Paul-Ehrlich-Institut (Federal Institute for Vaccines and Biomedicines), Paul-Ehrlich-Strasse 51-59, 63225 Langen, Germany.
Vaccine. 2013 Dec 16;31(52):6247-53. doi: 10.1016/j.vaccine.2013.10.028. Epub 2013 Oct 21.
Tetanus toxoids (i.e. chemically inactivated preparations of tetanus neurotoxin) are used for the production of tetanus vaccines. In order to exclude the risk of residual toxicity or of a "reversion to toxicity", each batch of tetanus toxoid is subject to strict safety testing. Up to now, these prescribed safety tests have to be performed as in vivo toxicity tests in guinea pigs. However, as animal tests are generally slow, costly and ethically disputable, a replacement by an in vitro method would be desirable. A suitable alternative method would have to be able to sensitively detect already low concentrations of active tetanus neurotoxin in matrices containing large amounts of inactivated toxoid molecules. We have developed a method which detects active tetanus neurotoxin molecules based on their specific receptor-binding capacity as well as their proteolytic activity. By taking into account two relevant functional characteristics, this combined "BINding And CLEavage" (BINACLE) assay more reliably discriminates between toxic and detoxified molecules than other in vitro assays which solely rely on one single toxin function (e.g. endopeptidase assays). Data from an in-house validation show that the BINACLE assay is able to detect active tetanus neurotoxin with a detection limit comparable to the in vivo test. The sensitive detection of active toxin which has been spiked into toxoid samples from different manufacturers could also be demonstrated. Specificity and precision of the method have been shown to be satisfactory. The presented data indicate that for toxoid batches from some of the most relevant European vaccine manufacturers, the BINACLE assay may represent a potential alternative to the prescribed animal safety tests. In addition, this novel method may also provide a convenient tool for monitoring batch-to-batch consistency during toxoid production.

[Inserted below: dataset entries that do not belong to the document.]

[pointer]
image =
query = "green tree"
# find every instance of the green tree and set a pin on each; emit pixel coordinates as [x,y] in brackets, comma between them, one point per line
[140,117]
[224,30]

破伤风类毒素(即破伤风神经毒素的化学失活制剂)用于生产破伤风疫苗。为了排除残留毒性或“毒性回复”的风险,每批破伤风类毒素都要经过严格的安全性测试。到目前为止,这些规定的安全性测试必须在豚鼠体内进行毒性测试。然而,由于动物试验通常较慢、成本较高且存在伦理争议,因此希望用体外方法替代。合适的替代方法必须能够在含有大量失活类毒素分子的基质中,灵敏地检测到已经很低浓度的活性破伤风神经毒素。我们已经开发了一种基于其特定受体结合能力和蛋白水解活性来检测活性破伤风神经毒素分子的方法。通过考虑两个相关的功能特性,这种组合的“结合和切割”(BINACLE)检测比其他仅依赖于单一毒素功能(如内肽酶检测)的体外检测更可靠地区分有毒和解毒的分子。来自内部验证的数据表明,BINACLE 检测法能够以与体内检测相当的检测限检测到活性破伤风神经毒素。还可以证明该方法能够灵敏地检测到已掺入来自不同制造商的类毒素样品中的活性毒素。该方法的特异性和精密度已被证明令人满意。所提供的数据表明,对于来自一些最相关的欧洲疫苗制造商的类毒素批次,BINACLE 检测法可能是规定的动物安全性测试的潜在替代方法。此外,这种新方法还可以为类毒素生产过程中的批次间一致性监测提供便利工具。